PHOSPHOLIPASE-C AND NA-K ATPASE ACTIVATION BY CYCLOSPORINE AND FK506 IN LLC-PK1, CELLS

Abstract

Enhanced Na+ and water reabsorption by proximal tubular epithelial cells plays an important role in the development of systemic hypertension associated with cyclosporine immunosuppression. Since such Na+ reabsorption is subserved by sodium-potassium adenosine triphosphatase (Na-K ATPase), the current study compared the acute effects of hydrocortisone (H), cyclosporine, and FK506 on cultured LLC-PK1 cell viability and on Na-K ATPase activity. Phospholipase-C (PL-C) activity was also investigated because of its possible regulatory effect on Na-K ATPase activity. Culture medium containing low (5 nM, 4.1 ng/ml) or high (10 nM) concentrations of FK506 plus cyclosporine at 415 microM (500 ng/ml) resulted in cell death, whereas cyclosporine concentrations of 83 microM plus 5 nM or 10 nM FK506, or isolated use of the two drugs at high dosages, did not affect cell viability. As compared with controls, cyclosporine increased Na-K ATPase activity, particularly with addition of H (P less than 0.01).
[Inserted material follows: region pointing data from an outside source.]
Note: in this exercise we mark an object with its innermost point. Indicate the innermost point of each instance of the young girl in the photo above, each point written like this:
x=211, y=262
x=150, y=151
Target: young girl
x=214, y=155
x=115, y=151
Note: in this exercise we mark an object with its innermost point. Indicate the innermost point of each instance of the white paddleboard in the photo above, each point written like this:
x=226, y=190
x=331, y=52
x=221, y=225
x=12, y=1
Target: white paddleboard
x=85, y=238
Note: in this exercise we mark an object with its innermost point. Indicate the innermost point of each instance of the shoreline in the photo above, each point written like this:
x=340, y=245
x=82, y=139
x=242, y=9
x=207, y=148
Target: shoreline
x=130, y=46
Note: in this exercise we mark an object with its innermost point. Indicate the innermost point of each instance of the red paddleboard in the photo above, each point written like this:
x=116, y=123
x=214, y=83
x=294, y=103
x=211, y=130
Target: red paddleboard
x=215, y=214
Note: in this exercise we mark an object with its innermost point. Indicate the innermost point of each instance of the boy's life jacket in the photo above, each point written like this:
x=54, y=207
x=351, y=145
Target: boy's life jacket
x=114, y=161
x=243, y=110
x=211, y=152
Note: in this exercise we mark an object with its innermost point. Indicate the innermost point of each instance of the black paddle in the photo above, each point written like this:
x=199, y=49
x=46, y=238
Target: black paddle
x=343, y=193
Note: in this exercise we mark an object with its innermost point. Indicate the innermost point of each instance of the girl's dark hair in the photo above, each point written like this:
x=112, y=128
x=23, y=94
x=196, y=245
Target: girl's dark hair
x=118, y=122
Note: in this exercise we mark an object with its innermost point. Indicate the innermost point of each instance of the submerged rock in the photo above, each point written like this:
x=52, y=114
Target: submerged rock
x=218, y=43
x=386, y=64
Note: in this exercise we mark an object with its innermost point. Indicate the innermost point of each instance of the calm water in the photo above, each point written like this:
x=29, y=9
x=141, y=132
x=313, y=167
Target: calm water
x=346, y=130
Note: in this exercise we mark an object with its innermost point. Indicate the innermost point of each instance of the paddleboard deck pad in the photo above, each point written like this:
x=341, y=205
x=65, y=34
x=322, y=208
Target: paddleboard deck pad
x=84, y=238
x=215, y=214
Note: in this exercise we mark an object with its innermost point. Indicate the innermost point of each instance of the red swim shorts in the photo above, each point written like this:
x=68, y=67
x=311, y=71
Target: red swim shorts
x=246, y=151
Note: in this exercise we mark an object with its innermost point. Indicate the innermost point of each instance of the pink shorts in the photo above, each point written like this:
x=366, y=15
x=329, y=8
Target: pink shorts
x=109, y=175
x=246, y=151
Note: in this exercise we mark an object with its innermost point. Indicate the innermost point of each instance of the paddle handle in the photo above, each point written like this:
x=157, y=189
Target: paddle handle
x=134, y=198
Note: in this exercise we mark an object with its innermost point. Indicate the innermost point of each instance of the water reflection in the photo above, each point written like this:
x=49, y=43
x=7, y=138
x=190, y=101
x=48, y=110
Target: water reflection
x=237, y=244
In contrast, FK506 reduced the specific activity of both PL-cyclosporine and Na-K ATPase (P less than 0.001-0.01); addition of H to FK506 resulted in an even greater fall in both the enzyme activities (P less than 0.001). Na-K ATPase activity increased in cell homogenates briefly incubated with cyclosporine in the ATPase reaction mixture (P less than 0.05) while FK506 reduced such enzyme activity (P less than 0.05), suggesting a direct effect of these agents on pump activity. These data in LLC-PK1 cells pocessing proximal tubular epithelial cell characteristics indicate that the combined use of cyclosporine plus FK506 may be very deleterious to viability in such cells. The opposing effects of cyclosporine and FK506 on PL-cyclosporine and Na-K ATPase activities and the possible potentiating effect of H on such responses are speculated to affect Na+ and water homeostasis in a manner that may explain differences in systemic blood pressure due to these agents.